Every second of The Only She Chapters reeks of composerly ambition.

Beginning his recording career as Prefuse 73 a decade back, Scott Herren’s dedicated his work to the advancement of hip-hop production. While his far-reaching efforts haven’t always been embraced by grill-wearing, neighborhood toughs, the six proper long-player’s he’s issued dice up the genre and splice it back together with the sort of intelligence only an astute student of the game might muster.

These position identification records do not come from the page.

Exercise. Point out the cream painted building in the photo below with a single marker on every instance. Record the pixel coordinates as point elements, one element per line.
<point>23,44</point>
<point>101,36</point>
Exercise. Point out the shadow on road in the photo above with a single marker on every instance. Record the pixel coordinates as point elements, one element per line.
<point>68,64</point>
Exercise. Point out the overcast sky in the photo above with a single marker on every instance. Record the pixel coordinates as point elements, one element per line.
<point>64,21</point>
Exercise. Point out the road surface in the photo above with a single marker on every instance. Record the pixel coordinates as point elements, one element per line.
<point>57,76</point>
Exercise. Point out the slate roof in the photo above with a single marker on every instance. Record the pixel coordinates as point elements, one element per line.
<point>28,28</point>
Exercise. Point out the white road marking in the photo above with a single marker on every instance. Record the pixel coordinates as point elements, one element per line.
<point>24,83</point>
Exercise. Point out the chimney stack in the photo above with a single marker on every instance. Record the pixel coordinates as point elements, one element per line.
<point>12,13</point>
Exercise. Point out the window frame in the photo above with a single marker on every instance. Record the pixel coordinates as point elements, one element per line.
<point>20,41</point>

The Only She Chapters should immediately sound detached from earlier efforts, not necessarily in tone or intent, but structure. Compared to 2009’s Everything She Touched Turned Ampexian (Warp), which surprisingly approached kraut territories on occasion, The Only She Chapters runs together forming a 50-minute procession of subtle production techniques. Making the album such a unique entry in Herren’s catalog is simply the fact that none of the tracks included here seem to have been conceived for the purpose of an emcee rhyming over top it all. There’s really no correlation to Vocal Studies + Uprock Narratives (Warp, 2001), the producer’s long-playing debut, which sported verses from DOOM, Aesop Rock, and Mikah 9. And that’s a surprise.

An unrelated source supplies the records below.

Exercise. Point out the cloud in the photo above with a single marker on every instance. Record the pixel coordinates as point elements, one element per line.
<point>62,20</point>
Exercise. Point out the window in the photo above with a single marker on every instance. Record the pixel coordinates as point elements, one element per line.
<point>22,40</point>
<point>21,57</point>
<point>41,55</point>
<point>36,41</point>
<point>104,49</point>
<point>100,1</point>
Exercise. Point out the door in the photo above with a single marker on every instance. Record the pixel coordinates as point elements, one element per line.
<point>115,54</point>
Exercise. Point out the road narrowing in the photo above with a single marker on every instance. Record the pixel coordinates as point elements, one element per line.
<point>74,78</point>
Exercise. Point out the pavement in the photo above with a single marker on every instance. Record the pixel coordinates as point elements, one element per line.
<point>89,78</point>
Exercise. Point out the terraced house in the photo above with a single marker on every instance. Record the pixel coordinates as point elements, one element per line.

Supplanting rappers on The Only She Chapters, Herren decided to feature a spate of femme-vocalists. Thing is, there aren’t too many lyrics, per se, just a bunch of distant moaning meant as an additional layer for each track. Occasionally, it works. Occasionally, it doesn’t – Faidherbe’s contribution on “The Only Contact She’s Willing To Give” goes so far as to detract from what sounds like a sample from some free-improv dumped into the mix. What’s astounding about Herren’s latest effort is its similarity of intent to Odd Nosdam’s Level Live Wires (Anticon, 2007). The East Bay producer went and approached composing as an exersize in ambiance, drawing as much from minimalism as from Chill Rob G.

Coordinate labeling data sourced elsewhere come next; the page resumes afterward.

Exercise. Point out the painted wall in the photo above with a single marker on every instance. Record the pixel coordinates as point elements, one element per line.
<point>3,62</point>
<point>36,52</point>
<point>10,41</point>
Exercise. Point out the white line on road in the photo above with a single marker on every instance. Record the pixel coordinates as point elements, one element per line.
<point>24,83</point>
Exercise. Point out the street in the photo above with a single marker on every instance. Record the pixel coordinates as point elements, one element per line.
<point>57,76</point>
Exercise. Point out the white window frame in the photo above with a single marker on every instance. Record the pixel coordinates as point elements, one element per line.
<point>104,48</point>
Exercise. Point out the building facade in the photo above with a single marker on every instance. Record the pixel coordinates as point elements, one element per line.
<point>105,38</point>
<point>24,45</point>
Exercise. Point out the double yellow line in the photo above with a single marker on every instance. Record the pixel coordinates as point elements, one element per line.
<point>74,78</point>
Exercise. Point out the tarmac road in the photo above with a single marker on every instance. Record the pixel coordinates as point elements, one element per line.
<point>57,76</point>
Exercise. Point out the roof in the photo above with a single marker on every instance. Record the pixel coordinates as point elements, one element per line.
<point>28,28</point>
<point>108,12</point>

With such high praise, Herren’s successful efforts, like the slowly paced, eerie “The Only Valentine’s Day Failure,” are mitigated by sprinkling in all those crooners. Balancing ambition and placating an audience hasn’t ever been the easiest task. And while some longtime fans are going to remain appreciative of Herren’s wide-eyed approach to adapting the medium, The Only She Chapters might just as likely end up in the used bin at your local record emporium. Of course, those passing the exploration of ideas set forth here are most likely the same folks touting Eminen’s verbosity. And that’s nonsense – unless we’re talking about his appearance on that High & Mighty disc.